The Top AI Risks in the Nonprofit Sector

Nonprofits are increasingly turning to artificial intelligence (AI) to help support understaffed teams, fill resource gaps, and streamline processes. While AI has demonstrated its value in back-office applications, such as finance, accounting, and HR, operational and programmatic initiatives are emerging areas for nonprofit AI. As more nonprofits explore AI’s capabilities, it’s imperative to balance AI innovation with careful risk management. Failure to do so can jeopardize an organization’s operations, stakeholder relationships, reputation, and overall mission.

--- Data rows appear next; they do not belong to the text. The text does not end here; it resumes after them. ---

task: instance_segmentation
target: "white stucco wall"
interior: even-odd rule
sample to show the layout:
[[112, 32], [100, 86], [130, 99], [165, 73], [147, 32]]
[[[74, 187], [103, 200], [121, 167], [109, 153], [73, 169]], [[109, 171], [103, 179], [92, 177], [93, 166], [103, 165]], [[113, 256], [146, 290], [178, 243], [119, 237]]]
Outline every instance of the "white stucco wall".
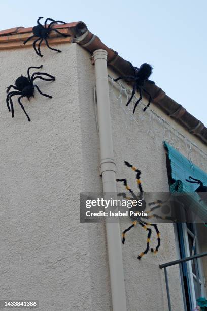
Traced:
[[[76, 44], [59, 48], [43, 48], [42, 59], [31, 48], [0, 54], [0, 298], [38, 299], [41, 311], [92, 310], [95, 302], [104, 310], [104, 226], [79, 224], [80, 192], [101, 189], [96, 126], [88, 118], [93, 67]], [[53, 98], [36, 91], [23, 101], [29, 122], [13, 98], [12, 119], [5, 88], [41, 64], [56, 80], [37, 84]]]
[[[41, 311], [107, 311], [111, 307], [105, 226], [80, 224], [79, 219], [79, 192], [101, 191], [94, 67], [90, 54], [76, 44], [58, 48], [62, 53], [43, 47], [43, 59], [30, 48], [0, 53], [0, 269], [4, 275], [0, 298], [37, 299]], [[53, 98], [36, 92], [30, 102], [23, 101], [29, 122], [13, 98], [12, 119], [5, 88], [25, 74], [28, 67], [42, 64], [42, 71], [56, 80], [37, 84]], [[163, 123], [139, 109], [136, 115], [142, 119], [134, 121], [131, 111], [126, 114], [122, 109], [124, 95], [120, 106], [119, 90], [111, 84], [110, 89], [117, 177], [127, 178], [135, 187], [131, 171], [123, 163], [126, 160], [142, 170], [145, 191], [168, 191]], [[154, 105], [151, 108], [207, 152], [195, 137]], [[166, 137], [172, 145], [178, 139], [176, 132]], [[179, 150], [188, 156], [186, 143], [179, 140]], [[192, 157], [196, 164], [202, 162], [206, 167], [206, 160], [193, 148]], [[128, 225], [121, 223], [121, 231]], [[139, 227], [129, 233], [123, 247], [130, 311], [167, 309], [159, 264], [176, 259], [176, 250], [172, 225], [159, 227], [161, 247], [157, 255], [149, 254], [137, 260], [146, 240], [146, 232]], [[171, 269], [169, 278], [172, 309], [182, 309], [178, 269]]]

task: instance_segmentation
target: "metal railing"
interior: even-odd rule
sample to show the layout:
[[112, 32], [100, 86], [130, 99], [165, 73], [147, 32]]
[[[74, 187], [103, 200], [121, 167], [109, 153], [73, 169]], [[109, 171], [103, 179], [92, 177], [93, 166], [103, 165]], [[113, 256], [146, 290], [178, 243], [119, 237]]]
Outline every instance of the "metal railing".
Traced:
[[[167, 301], [168, 301], [169, 311], [171, 311], [172, 309], [171, 307], [170, 296], [169, 294], [169, 284], [168, 284], [168, 281], [167, 267], [170, 267], [170, 266], [174, 266], [175, 265], [177, 265], [177, 264], [179, 265], [179, 269], [180, 269], [181, 281], [181, 287], [182, 287], [182, 290], [183, 295], [183, 302], [184, 304], [184, 310], [185, 311], [187, 311], [187, 305], [186, 305], [186, 300], [185, 293], [184, 283], [184, 281], [183, 281], [182, 263], [183, 262], [186, 262], [186, 261], [188, 261], [189, 260], [197, 259], [197, 258], [199, 258], [200, 257], [203, 257], [204, 256], [207, 256], [207, 252], [204, 252], [204, 253], [201, 253], [200, 254], [197, 254], [196, 255], [193, 255], [193, 256], [189, 256], [189, 257], [185, 257], [185, 258], [181, 258], [181, 259], [178, 259], [178, 260], [174, 260], [174, 261], [170, 261], [170, 262], [168, 262], [167, 263], [163, 264], [162, 265], [159, 265], [159, 267], [160, 268], [160, 269], [162, 269], [163, 268], [164, 268], [164, 276], [165, 278], [166, 289], [167, 291]], [[197, 263], [196, 263], [195, 266], [196, 266], [196, 269], [197, 270], [197, 269], [198, 269]]]

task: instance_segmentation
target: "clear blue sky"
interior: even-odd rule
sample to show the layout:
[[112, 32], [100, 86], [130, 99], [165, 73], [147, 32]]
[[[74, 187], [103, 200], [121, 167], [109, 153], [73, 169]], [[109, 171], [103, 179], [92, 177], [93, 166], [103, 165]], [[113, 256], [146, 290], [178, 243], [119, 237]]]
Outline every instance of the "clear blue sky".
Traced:
[[0, 29], [31, 27], [39, 16], [82, 21], [109, 47], [207, 125], [207, 1], [4, 0]]

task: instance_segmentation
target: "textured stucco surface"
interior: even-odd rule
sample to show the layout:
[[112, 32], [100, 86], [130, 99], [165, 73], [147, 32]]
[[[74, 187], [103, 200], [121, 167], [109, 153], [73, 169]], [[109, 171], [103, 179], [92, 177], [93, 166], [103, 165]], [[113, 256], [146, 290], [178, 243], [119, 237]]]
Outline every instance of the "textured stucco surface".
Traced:
[[[0, 83], [0, 298], [37, 299], [41, 311], [107, 311], [111, 307], [105, 226], [80, 224], [79, 220], [79, 192], [101, 191], [94, 67], [89, 54], [76, 44], [58, 48], [62, 53], [43, 47], [43, 59], [30, 48], [0, 54], [1, 74], [5, 73]], [[25, 74], [28, 67], [41, 64], [42, 71], [56, 80], [37, 84], [53, 98], [36, 92], [30, 102], [23, 101], [31, 122], [14, 100], [12, 119], [5, 88]], [[109, 74], [115, 76], [110, 69]], [[142, 170], [145, 191], [168, 191], [162, 142], [175, 145], [179, 140], [179, 151], [188, 157], [186, 143], [176, 133], [169, 137], [163, 125], [147, 112], [137, 109], [136, 115], [142, 116], [135, 122], [131, 110], [124, 110], [124, 94], [117, 100], [119, 90], [111, 84], [110, 89], [117, 177], [136, 186], [123, 163], [128, 160]], [[151, 108], [206, 153], [195, 137]], [[196, 164], [206, 167], [193, 148], [191, 156]], [[121, 223], [121, 231], [128, 225]], [[129, 311], [167, 309], [159, 264], [176, 259], [177, 253], [172, 225], [159, 227], [161, 247], [156, 256], [149, 254], [138, 261], [146, 240], [139, 227], [129, 233], [122, 248]], [[178, 311], [182, 305], [178, 269], [170, 269], [169, 279], [172, 309]]]
[[[43, 59], [30, 48], [0, 55], [1, 298], [38, 299], [44, 311], [110, 303], [104, 226], [79, 224], [79, 192], [101, 184], [95, 123], [85, 121], [94, 117], [93, 67], [77, 48], [60, 45], [59, 54], [43, 47]], [[53, 98], [36, 92], [23, 101], [30, 122], [14, 99], [12, 119], [5, 88], [42, 64], [56, 80], [37, 84]]]

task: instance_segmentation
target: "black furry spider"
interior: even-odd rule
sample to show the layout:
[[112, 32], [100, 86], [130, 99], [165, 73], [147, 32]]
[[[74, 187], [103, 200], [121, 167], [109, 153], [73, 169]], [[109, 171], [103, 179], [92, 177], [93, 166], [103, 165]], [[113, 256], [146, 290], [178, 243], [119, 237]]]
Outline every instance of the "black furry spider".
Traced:
[[[27, 117], [28, 121], [30, 121], [30, 119], [29, 118], [29, 116], [26, 112], [24, 106], [22, 105], [22, 103], [21, 102], [20, 100], [22, 97], [26, 97], [29, 101], [29, 98], [31, 96], [34, 96], [34, 87], [36, 87], [39, 92], [41, 94], [41, 95], [43, 95], [43, 96], [46, 96], [46, 97], [49, 97], [49, 98], [52, 98], [52, 96], [50, 96], [50, 95], [48, 95], [47, 94], [44, 94], [44, 93], [42, 93], [38, 87], [38, 86], [36, 84], [33, 84], [33, 83], [34, 80], [38, 78], [41, 79], [41, 80], [44, 80], [45, 81], [54, 81], [55, 80], [55, 77], [53, 77], [53, 76], [51, 76], [51, 75], [49, 75], [49, 74], [46, 73], [45, 72], [34, 72], [33, 74], [32, 74], [31, 77], [29, 74], [29, 70], [31, 68], [39, 69], [42, 68], [42, 67], [43, 65], [41, 65], [39, 67], [29, 67], [27, 69], [28, 77], [24, 77], [24, 76], [21, 76], [21, 77], [19, 77], [15, 81], [15, 85], [11, 85], [8, 86], [8, 87], [7, 87], [7, 93], [8, 93], [8, 94], [7, 96], [7, 105], [9, 109], [9, 111], [10, 112], [11, 110], [12, 111], [12, 116], [13, 118], [14, 117], [14, 107], [12, 100], [12, 97], [14, 95], [20, 95], [20, 97], [18, 99], [18, 101], [24, 113]], [[45, 78], [42, 77], [40, 75], [46, 76], [47, 77], [49, 77], [49, 78]], [[17, 90], [17, 91], [12, 91], [9, 92], [11, 87], [13, 87], [13, 88], [14, 88], [14, 89]], [[11, 105], [11, 109], [9, 106], [9, 103], [10, 103]]]
[[[122, 196], [124, 198], [126, 199], [132, 199], [132, 200], [135, 200], [136, 201], [138, 201], [139, 199], [142, 199], [143, 200], [143, 204], [142, 205], [142, 206], [140, 207], [140, 208], [139, 207], [137, 207], [137, 206], [133, 206], [131, 208], [130, 208], [130, 210], [134, 211], [135, 212], [141, 212], [142, 211], [144, 211], [145, 210], [146, 208], [146, 202], [145, 201], [145, 200], [143, 199], [143, 198], [142, 198], [142, 196], [143, 196], [143, 194], [144, 193], [143, 190], [142, 189], [142, 184], [141, 184], [141, 182], [140, 180], [140, 175], [141, 174], [141, 172], [138, 170], [137, 168], [136, 168], [134, 166], [133, 166], [133, 165], [131, 165], [131, 164], [130, 164], [128, 162], [127, 162], [127, 161], [124, 161], [124, 163], [125, 164], [125, 165], [128, 167], [130, 167], [134, 172], [136, 172], [136, 181], [137, 181], [137, 183], [138, 185], [138, 188], [140, 190], [140, 193], [138, 194], [138, 195], [136, 195], [134, 192], [133, 191], [133, 190], [132, 190], [130, 187], [129, 187], [128, 186], [127, 184], [127, 181], [126, 180], [126, 179], [116, 179], [116, 181], [118, 182], [123, 182], [124, 186], [125, 186], [126, 189], [127, 190], [128, 190], [128, 191], [129, 191], [131, 195], [132, 196], [132, 198], [130, 198], [130, 197], [128, 197], [126, 196], [126, 194], [125, 193], [121, 193], [118, 194], [118, 196]], [[152, 207], [150, 210], [149, 211], [147, 211], [145, 212], [147, 214], [150, 214], [151, 212], [153, 212], [153, 211], [155, 209], [156, 209], [157, 208], [160, 208], [162, 204], [165, 203], [165, 202], [163, 202], [161, 200], [157, 200], [155, 202], [152, 202], [150, 203], [149, 203], [149, 206], [152, 206], [152, 205], [155, 205], [154, 207]], [[160, 216], [158, 216], [158, 215], [156, 215], [156, 214], [154, 214], [153, 213], [152, 215], [148, 215], [146, 217], [147, 219], [150, 219], [150, 218], [152, 218], [152, 217], [155, 217], [155, 218], [159, 218], [159, 219], [168, 219], [168, 220], [172, 220], [173, 219], [171, 217], [165, 217], [165, 218], [163, 218], [162, 217], [161, 217]], [[157, 253], [158, 249], [160, 246], [160, 233], [158, 230], [158, 227], [157, 227], [157, 225], [156, 224], [152, 224], [151, 223], [146, 223], [146, 222], [145, 222], [144, 221], [143, 221], [142, 219], [141, 219], [141, 218], [140, 217], [138, 217], [138, 216], [131, 216], [130, 217], [131, 220], [132, 222], [132, 224], [127, 229], [125, 229], [122, 233], [122, 243], [124, 244], [125, 242], [125, 234], [126, 233], [127, 231], [129, 231], [132, 228], [133, 228], [133, 227], [134, 227], [135, 226], [136, 226], [136, 225], [138, 223], [139, 225], [140, 225], [142, 228], [143, 228], [144, 229], [145, 229], [146, 230], [147, 230], [148, 232], [148, 235], [147, 235], [147, 247], [146, 249], [145, 250], [145, 251], [144, 251], [144, 252], [142, 252], [142, 253], [141, 253], [137, 257], [138, 259], [140, 260], [142, 257], [145, 254], [146, 254], [147, 253], [148, 253], [149, 250], [150, 250], [150, 238], [151, 238], [151, 235], [152, 234], [152, 229], [150, 228], [148, 228], [148, 227], [149, 226], [151, 226], [154, 227], [156, 234], [157, 234], [157, 245], [155, 248], [155, 250], [154, 250], [153, 248], [151, 248], [151, 252], [154, 253]]]
[[186, 181], [188, 182], [190, 182], [190, 183], [197, 183], [199, 184], [199, 186], [196, 190], [195, 192], [198, 193], [199, 197], [201, 198], [201, 201], [204, 201], [207, 203], [207, 186], [203, 185], [203, 183], [199, 179], [195, 179], [195, 178], [193, 178], [193, 177], [189, 176], [189, 179], [194, 180], [194, 181], [191, 181], [191, 180], [188, 180], [188, 179], [186, 179]]
[[[66, 23], [65, 23], [64, 22], [61, 21], [61, 20], [54, 20], [54, 19], [52, 19], [52, 18], [47, 18], [45, 20], [44, 25], [43, 26], [40, 23], [40, 21], [39, 21], [40, 19], [41, 19], [41, 18], [43, 18], [43, 17], [40, 17], [38, 18], [37, 20], [38, 25], [37, 26], [34, 26], [34, 27], [33, 27], [32, 32], [33, 32], [33, 35], [29, 37], [28, 39], [26, 39], [26, 40], [24, 41], [23, 42], [24, 44], [26, 44], [26, 43], [29, 40], [30, 40], [31, 39], [32, 39], [34, 37], [38, 37], [38, 39], [36, 39], [33, 42], [33, 47], [34, 49], [34, 51], [36, 51], [36, 54], [38, 55], [38, 56], [40, 56], [41, 57], [43, 57], [43, 55], [42, 55], [41, 52], [40, 51], [40, 45], [41, 44], [43, 40], [45, 40], [45, 42], [47, 46], [49, 49], [50, 49], [51, 50], [53, 50], [53, 51], [56, 51], [57, 52], [59, 52], [59, 53], [60, 53], [61, 51], [60, 51], [60, 50], [57, 50], [56, 49], [54, 49], [53, 48], [51, 48], [49, 45], [48, 41], [47, 38], [48, 38], [49, 34], [51, 32], [55, 32], [56, 33], [59, 34], [63, 37], [68, 37], [68, 36], [70, 36], [69, 35], [66, 35], [65, 34], [62, 34], [62, 33], [60, 33], [56, 29], [54, 29], [53, 28], [52, 28], [52, 26], [54, 24], [56, 24], [57, 23], [61, 23], [62, 24], [65, 24]], [[48, 20], [50, 20], [51, 22], [52, 22], [50, 23], [50, 24], [49, 24], [48, 26], [47, 26], [47, 22]], [[40, 40], [40, 42], [38, 44], [38, 50], [37, 50], [36, 47], [36, 44], [39, 40]]]
[[133, 98], [133, 96], [135, 94], [135, 92], [136, 89], [137, 91], [139, 91], [140, 93], [140, 97], [134, 105], [133, 113], [134, 113], [135, 110], [138, 104], [142, 99], [142, 91], [144, 91], [148, 95], [149, 95], [148, 103], [147, 105], [147, 107], [145, 107], [143, 109], [143, 111], [145, 111], [145, 110], [148, 108], [148, 107], [150, 105], [150, 103], [152, 101], [152, 97], [150, 93], [149, 93], [149, 92], [148, 92], [145, 88], [144, 88], [143, 86], [145, 82], [147, 80], [152, 84], [155, 84], [154, 82], [148, 79], [148, 78], [152, 74], [152, 67], [149, 64], [146, 64], [146, 63], [145, 63], [141, 65], [140, 68], [138, 68], [137, 67], [134, 67], [131, 63], [129, 63], [131, 67], [133, 68], [133, 70], [134, 72], [133, 76], [123, 76], [122, 77], [119, 77], [119, 78], [115, 79], [114, 81], [116, 82], [117, 81], [121, 80], [121, 79], [125, 79], [129, 82], [132, 81], [134, 82], [134, 85], [133, 86], [132, 93], [131, 94], [131, 96], [126, 105], [126, 106], [128, 106], [129, 103], [130, 103]]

Whether you’re in the early stages of adoption or have mature AI capabilities, it’s critical to understand the top AI risks facing the nonprofit sector, as well as how to use AI in a way that is ethical and mission-aligned. Nonprofits need to be aware of common vulnerabilities and how to protect beneficiaries, donors, and their organizations. 


Data Security

More nonprofits are leveraging AI for donor management and engagement. These use cases typically involve inputting donor data into AI tools that analyze first-party data and third-party data sources to understand which donor profiles to target, as well as donor communication patterns and preferences. 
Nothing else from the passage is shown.